Updated

Republican and Democratic lawmakers alike are demanding to know why the Bush administration chose to release to Syria a terror suspect when several prosecutors and FBI agents had collected evidence for a possible criminal case.

The circumstances surrounding Nabil al-Marabh's (search) release, detailed in a recent Associated Press story, are "of deep concern and appear to be a departure from an aggressive, proactive approach to the war on terrorism," Senate Finance Committee Chairman Charles Grassley, R-Iowa, wrote Tuesday in a letter to Attorney General John Ashcroft (search).

"Al-Marabh was at one time No. 27 on the Federal Bureau of Investigations (FBI) list of Most Wanted Terrorists," wrote Grassley, who leads the committee that controls federal spending and also is a member of the Judiciary Committee that oversees the Justice Department. "He appears to have links to a number of terrorists and suspected terrorists in several U.S. cities."

The Iowa Republican repeatedly cited the AP story and demanded that Ashcroft answer 19 questions about al-Marabh's case, including why the Justice Department didn't prosecute the man they had in custody for nearly two years either in a military tribunal or through a secret court proceeding that could protect intelligence information.

Grassley also asked Justice to detail what has happened to other terror suspects that appeared on the same post-Sept. 11 terrorism list as al-Marabh.

Aides to Senate Judiciary Committee chairman Orrin Hatch (search), R-Utah, have also made some preliminary inquiries into the case.

One of Ashcroft's top deputies, Chris Wray, recently told Congress that he was concerned some terror suspects rounded up after Sept. 11, 2001, were now being deported because prosecutors were having a hard time making terrorism cases or couldn't expose sensitive intelligence information during court proceedings.

Justice officials told AP that despite concerns about al-Marabh's possible ties to terrorism, deportation was "determined to be the best option available under the law to protect our national security," including intelligence sources and methods.

Separately, Sen. Patrick Leahy (search), the top Democrat on the Judiciary Committee, also has asked Ashcroft to answer questions about issues raised in the AP story but has yet to receive answers.

"The odd handling of this case raises questions that deserve answers from the Justice Department," Leahy, of Vermont, said Tuesday. "Why was a suspected terrorist returned to a country that sponsors terrorism?

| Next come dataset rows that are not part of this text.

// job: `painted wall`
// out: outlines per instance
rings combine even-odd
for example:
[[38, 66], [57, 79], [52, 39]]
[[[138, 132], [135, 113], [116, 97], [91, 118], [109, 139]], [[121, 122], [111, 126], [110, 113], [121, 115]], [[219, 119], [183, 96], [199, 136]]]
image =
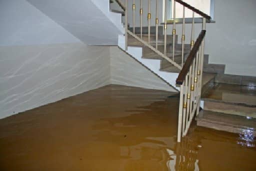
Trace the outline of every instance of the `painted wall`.
[[112, 84], [176, 92], [118, 47], [110, 48], [110, 56]]
[[26, 0], [0, 0], [0, 118], [111, 83], [174, 90], [118, 48], [88, 46]]
[[210, 62], [225, 64], [225, 73], [256, 76], [256, 1], [215, 0], [216, 23], [207, 24]]
[[[151, 1], [152, 26], [154, 25], [155, 0]], [[128, 1], [128, 22], [132, 23], [132, 1]], [[148, 26], [148, 0], [143, 1], [144, 26]], [[160, 20], [162, 20], [162, 0], [160, 0]], [[136, 24], [140, 26], [139, 1], [136, 2]], [[256, 76], [256, 1], [254, 0], [214, 0], [216, 23], [206, 24], [205, 52], [209, 54], [209, 62], [226, 65], [225, 73]], [[132, 25], [130, 25], [131, 26]], [[196, 24], [195, 38], [202, 28]], [[182, 25], [178, 24], [176, 34], [180, 42]], [[168, 34], [171, 34], [172, 25], [169, 25]], [[191, 24], [186, 26], [186, 43], [190, 44]]]
[[0, 118], [110, 84], [109, 47], [88, 46], [26, 0], [0, 0]]
[[120, 14], [107, 12], [108, 0], [27, 1], [86, 44], [117, 45], [124, 30]]

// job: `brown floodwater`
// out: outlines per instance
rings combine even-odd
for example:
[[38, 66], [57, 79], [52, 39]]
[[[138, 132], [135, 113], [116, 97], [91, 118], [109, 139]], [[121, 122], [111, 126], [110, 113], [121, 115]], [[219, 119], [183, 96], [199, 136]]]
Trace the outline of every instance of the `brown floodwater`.
[[0, 170], [256, 170], [248, 133], [177, 143], [178, 96], [112, 85], [0, 120]]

We need to know that the safety of the American people and our strategic goals in countering terrorism are paramount factors when decisions like this are made."

Sen. Charles Schumer (search), D-N.Y., another Judiciary Committee member, said Tuesday the Justice Department's explanation that al-Marabh's deportation was the best option does not make sense. "It seems that pursuing a military tribunal, a classified criminal trial or continued immigration proceedings would have made more sense than merely deporting a suspected terrorist."

AP reported June 2 that the Bush administration earlier this year set al-Marabh free to Syria, a country regarded as a state sponsor of terrorism, even though prosecutors in several cities sought to bring criminal cases against him and judges openly expressed concerns about al-Marabh's possible terrorist ties.

The U.S. attorney in Chicago at one point even drafted an indictment against al-Marabh and interviewed a jailhouse informant who alleged al-Marabh admitted he had been plotting to blow up a gas truck inside a New York City tunnel, according to documents reviewed by AP.

FBI and Customs agents gathered evidence al-Marabh had trained in Afghanistan's militant camps, sent money to a roommate convicted in a foiled plot to bomb a hotel and was tied to overseas financial transactions that raised red flags even before Sept. 11.

Al-Marabh "intended to martyr himself in an attack against the United States," an FBI agent wrote in a December 2002 report. A footnote in al-Marabh's deportation ruling last year added, "The FBI has been unable to rule out the possibility that al-Marabh has engaged in terrorist activity or will do so if he is not removed from the United States."